Nietzsche consideró que la humildad es un aspecto de la “moral de los esclavos”. Esta concepción de la humildad, nos indica Abbagnano, está dirigida contra la concepción medieval. Como apreciamos, en sentido filosófico el humildad es un concepto poco venturoso. Y en el sentido religioso medieval nos considera como sujetos viles, nada apropiados para una sociedad de la «autoestima» y del éxito.
La concepción de humildad, como apreciamos, corresponde a una relación con un ser superior a nosotros. Ante el cual solo tenemos, por nuestra condición de inferioridad, que ser humildes. Entonces, ¿cómo podemos ser humildes con un igual? Esto es un problema que se plantea frente a aquellos que abogan por la humildad, como condición fundamental en las relaciones interpersonales. Ya que nos encontramos ante el hecho de tratar al otro o como un ser superior o tratarlo como un igual. Si lo tratamos como un igual no podemos ser humildes ante este otro sujeto, si lo tratamos como una entidad superior le estamos dando atributos que no le corresponden como sujeto.
Considero que aquellos que pregonan la humildad, lo que hacen es contraponer ésta con respecto a la actitud soberbia. En vez de decir no seas soberbio, dicen se humilde. En este sentido, habría que hablar de no ser soberbios en las relaciones interpersonales y no de ser humildes. Dice Aristóteles que “los soberbios son necios porque se engañan acerca de sí mismos: comienzan empresas honorables creyendo ser dignos de ellas, pero así sólo hacen resaltar su insuficiencia” «Ética a Nicómaco» IV, 3, 1125 a 27.

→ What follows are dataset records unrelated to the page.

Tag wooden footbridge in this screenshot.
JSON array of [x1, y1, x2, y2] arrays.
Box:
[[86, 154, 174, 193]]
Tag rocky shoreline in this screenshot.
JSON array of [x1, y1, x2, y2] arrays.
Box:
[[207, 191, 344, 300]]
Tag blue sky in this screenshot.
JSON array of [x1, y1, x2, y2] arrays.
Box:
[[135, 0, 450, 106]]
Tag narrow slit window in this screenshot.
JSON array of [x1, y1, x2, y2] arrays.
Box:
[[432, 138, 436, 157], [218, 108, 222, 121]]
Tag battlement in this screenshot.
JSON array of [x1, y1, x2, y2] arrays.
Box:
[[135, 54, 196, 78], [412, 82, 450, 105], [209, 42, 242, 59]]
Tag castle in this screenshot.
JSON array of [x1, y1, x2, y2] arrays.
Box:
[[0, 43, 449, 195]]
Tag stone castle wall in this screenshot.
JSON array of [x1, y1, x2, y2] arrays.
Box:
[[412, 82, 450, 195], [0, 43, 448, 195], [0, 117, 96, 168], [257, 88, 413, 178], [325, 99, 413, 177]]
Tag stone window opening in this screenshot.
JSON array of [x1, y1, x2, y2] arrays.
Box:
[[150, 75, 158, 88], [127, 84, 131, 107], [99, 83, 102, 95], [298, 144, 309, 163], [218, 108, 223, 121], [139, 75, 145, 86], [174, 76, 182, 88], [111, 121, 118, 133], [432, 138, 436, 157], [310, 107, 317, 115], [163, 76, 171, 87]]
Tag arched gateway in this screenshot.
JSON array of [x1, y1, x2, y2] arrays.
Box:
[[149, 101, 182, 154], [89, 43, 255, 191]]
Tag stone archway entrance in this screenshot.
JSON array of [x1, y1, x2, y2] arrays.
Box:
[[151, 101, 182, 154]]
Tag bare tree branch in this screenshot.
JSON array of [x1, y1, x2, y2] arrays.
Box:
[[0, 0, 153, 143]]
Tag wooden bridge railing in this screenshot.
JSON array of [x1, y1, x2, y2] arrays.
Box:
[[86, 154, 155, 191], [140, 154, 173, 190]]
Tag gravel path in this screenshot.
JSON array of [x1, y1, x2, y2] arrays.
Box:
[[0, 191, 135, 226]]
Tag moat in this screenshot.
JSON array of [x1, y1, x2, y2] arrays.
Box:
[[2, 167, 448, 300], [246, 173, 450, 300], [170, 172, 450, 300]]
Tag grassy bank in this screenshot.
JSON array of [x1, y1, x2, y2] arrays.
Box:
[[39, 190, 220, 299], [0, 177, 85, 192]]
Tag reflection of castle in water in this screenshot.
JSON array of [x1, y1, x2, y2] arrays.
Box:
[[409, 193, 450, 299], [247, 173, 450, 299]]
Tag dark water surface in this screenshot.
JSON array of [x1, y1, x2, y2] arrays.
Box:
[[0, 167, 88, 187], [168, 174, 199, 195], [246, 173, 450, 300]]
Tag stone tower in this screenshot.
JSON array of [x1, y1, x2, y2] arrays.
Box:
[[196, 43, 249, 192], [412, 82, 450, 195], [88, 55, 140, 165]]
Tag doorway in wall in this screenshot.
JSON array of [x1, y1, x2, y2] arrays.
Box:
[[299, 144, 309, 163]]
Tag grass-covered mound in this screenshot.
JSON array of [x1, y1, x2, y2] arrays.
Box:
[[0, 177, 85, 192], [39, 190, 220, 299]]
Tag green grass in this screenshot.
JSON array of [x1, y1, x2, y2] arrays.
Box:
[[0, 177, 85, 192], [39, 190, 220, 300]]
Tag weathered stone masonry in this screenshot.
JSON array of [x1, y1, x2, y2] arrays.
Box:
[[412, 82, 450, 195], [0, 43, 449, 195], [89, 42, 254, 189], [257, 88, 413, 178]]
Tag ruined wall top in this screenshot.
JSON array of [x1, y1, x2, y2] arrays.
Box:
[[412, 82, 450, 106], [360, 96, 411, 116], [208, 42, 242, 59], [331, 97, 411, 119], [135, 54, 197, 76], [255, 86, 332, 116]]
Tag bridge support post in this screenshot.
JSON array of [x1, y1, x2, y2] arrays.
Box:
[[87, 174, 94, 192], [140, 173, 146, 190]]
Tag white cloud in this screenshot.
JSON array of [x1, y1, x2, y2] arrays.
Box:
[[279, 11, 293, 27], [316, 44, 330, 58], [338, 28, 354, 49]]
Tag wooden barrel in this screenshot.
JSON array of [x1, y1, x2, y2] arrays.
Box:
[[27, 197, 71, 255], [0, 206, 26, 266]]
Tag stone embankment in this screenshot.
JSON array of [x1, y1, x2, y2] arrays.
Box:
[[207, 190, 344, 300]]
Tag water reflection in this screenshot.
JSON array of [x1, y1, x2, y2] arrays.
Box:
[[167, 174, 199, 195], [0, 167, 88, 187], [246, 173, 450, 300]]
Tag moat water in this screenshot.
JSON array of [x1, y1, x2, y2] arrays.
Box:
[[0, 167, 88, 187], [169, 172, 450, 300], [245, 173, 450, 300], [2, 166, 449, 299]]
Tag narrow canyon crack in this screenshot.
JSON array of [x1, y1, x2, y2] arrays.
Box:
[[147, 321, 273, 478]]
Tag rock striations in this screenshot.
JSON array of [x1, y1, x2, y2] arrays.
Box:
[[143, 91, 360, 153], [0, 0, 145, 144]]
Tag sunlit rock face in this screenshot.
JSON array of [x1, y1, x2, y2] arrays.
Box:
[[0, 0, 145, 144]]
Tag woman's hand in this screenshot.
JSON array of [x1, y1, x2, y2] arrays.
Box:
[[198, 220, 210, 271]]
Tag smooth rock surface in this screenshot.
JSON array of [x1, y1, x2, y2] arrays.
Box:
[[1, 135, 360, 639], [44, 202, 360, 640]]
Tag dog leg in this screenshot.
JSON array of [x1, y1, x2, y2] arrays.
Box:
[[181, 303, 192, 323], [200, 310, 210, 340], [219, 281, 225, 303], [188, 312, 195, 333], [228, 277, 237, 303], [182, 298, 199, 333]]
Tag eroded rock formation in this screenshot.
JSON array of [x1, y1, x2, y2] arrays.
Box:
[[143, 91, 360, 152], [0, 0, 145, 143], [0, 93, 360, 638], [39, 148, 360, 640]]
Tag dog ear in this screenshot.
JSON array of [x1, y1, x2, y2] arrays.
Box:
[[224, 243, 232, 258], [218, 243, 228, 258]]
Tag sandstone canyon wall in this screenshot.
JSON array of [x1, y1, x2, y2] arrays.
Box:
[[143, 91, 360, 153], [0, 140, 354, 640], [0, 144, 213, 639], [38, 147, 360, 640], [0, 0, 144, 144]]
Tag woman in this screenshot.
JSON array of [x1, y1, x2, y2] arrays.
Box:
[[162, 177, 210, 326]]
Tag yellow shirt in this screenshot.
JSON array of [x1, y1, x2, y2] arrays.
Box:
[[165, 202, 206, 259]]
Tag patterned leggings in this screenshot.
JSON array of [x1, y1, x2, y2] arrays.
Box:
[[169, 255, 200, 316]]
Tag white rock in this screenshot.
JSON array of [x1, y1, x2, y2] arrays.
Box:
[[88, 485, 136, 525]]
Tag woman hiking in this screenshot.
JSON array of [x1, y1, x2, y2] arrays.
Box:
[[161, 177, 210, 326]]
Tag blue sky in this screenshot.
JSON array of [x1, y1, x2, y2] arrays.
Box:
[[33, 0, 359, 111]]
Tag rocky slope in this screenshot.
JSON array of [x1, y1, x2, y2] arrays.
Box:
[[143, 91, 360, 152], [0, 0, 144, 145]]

La soberbia es el vicio de la magnanimidad, es decir, de la grandeza de ánimo o espíritu. Spinoza señala, en «Ethica» III, 26, que “la soberbia es… una alegría nacida del hecho de que el hombre se estima a sí en más de lo justo”. Al estimarnos más de la cuenta despreciamos al otro en tanto sujeto. Por tanto, en lo que éste hace y piensa. Lo consideramos un algo inferior a nosotros. De allí lo intolerable de la actitud soberbia.
Debemos evitar la soberbia cuando establecemos nuestras relaciones en los diferentes ámbitos personales, ya que ésta es generadora de conflictos interpersonales. Esta actitud, además, nos impide ver las posibilidades generadoras que hay en los otros. Y nubla nuestras propias posibilidades, más adelante nos pasará factura en nuestra vida.